冬の花火


 明日24日の仕事のために23日のうちに飛行機で移動したB市のホテルから、冬の花火がビルとビルの隙間に見えた。クリスマス恒例イベントとのこと。小雨決行。小さな折り畳み傘しか持っていないこともあり、会場まで出かける気になれないまま、8時になったら思っていたよりずっと大きく花火の破裂音が聞こえ始めた。部屋は和室をシングルで使用。布団を敷きに来た若者は、この部屋から花火は見えない、と言っていたが、こうして見ることができた。破裂した煙が流れずにその場所に留まるのが残念。フィナーレの連発花火は煙の中に隠れてほとんど見えなかった。会場から離れたところから花火を眺めていると、今の連発が最終の花火だったのかどうかがはっきりとは分からない。ああ、もう終わりだなと思ってもまた勢いよく続くこともある。しかし、いずれにせよ花火が終わったことがはっきりとわからない時間は、少し寂しいものだ。次の花火が上がらない、その時間が経つにつれて、諦めが増大していく。それでも少しまだ期待が残っている。諦めと期待の比率が徐々に変わっていく。

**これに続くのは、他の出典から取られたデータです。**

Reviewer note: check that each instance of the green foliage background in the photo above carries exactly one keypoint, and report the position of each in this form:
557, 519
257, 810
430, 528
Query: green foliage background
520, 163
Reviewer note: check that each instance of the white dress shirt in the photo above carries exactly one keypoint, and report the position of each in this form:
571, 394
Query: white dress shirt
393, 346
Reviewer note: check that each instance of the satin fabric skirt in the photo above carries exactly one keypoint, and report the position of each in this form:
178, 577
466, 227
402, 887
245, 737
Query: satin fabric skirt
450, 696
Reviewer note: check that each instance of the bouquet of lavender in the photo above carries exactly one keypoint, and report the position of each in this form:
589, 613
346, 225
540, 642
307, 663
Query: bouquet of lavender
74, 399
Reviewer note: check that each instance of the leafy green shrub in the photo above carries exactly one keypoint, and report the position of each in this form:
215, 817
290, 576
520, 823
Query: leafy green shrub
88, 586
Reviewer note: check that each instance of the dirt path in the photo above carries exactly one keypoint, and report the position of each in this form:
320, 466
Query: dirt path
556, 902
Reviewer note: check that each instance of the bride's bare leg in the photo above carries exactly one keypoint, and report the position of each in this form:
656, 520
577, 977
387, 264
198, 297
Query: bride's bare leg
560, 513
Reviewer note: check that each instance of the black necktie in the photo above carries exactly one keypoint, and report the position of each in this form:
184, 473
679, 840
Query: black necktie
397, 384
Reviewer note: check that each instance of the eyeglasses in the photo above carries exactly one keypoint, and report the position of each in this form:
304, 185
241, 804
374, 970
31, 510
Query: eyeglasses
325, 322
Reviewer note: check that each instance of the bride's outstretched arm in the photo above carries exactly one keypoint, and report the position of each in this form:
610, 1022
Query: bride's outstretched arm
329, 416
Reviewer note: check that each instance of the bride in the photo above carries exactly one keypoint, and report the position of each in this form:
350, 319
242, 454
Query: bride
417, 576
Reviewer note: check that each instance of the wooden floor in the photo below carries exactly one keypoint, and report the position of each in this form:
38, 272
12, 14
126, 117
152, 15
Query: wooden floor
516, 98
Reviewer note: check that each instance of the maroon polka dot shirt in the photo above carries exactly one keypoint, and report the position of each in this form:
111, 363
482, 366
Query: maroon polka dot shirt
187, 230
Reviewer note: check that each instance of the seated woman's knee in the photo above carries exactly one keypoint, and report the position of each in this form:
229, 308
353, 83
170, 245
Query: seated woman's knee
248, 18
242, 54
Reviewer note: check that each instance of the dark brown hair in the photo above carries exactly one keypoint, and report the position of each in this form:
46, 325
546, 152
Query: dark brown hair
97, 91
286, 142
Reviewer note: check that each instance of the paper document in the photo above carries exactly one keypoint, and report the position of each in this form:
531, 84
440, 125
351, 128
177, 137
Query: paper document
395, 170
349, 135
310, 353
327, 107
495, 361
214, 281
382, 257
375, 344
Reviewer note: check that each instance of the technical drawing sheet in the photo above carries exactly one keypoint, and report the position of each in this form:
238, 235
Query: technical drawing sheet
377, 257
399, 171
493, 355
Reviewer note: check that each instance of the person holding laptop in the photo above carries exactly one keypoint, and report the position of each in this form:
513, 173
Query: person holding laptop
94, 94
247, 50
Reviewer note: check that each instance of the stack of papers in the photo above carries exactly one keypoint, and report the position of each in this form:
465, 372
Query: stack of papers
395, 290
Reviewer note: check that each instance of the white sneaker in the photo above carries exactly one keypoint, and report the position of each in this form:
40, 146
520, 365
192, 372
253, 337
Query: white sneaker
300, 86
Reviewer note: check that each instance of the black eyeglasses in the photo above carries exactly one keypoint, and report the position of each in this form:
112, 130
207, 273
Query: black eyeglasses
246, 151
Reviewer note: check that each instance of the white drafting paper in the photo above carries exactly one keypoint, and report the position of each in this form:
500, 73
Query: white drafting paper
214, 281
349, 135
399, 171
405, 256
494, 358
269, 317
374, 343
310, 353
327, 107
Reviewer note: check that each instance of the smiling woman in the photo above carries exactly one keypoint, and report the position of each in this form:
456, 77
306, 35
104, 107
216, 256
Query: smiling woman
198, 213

 同じような気持ちになることが他にもあるように思うが、具体的に浮かばない。

 ジャン・ポール・ベルモンドジャン・ギャバン共演の1966年制作の映画「冬の猿」を七年か八年前くらいだろうか、ニセアカシアの林さんに薦められたこともありDVDを買って観たことがあった。
 一人で風呂上りの浴衣姿で、ベランダから花火を見ながら、この映画のラストシーンとなる花火の場面を思い出した。「男」を描いた映画。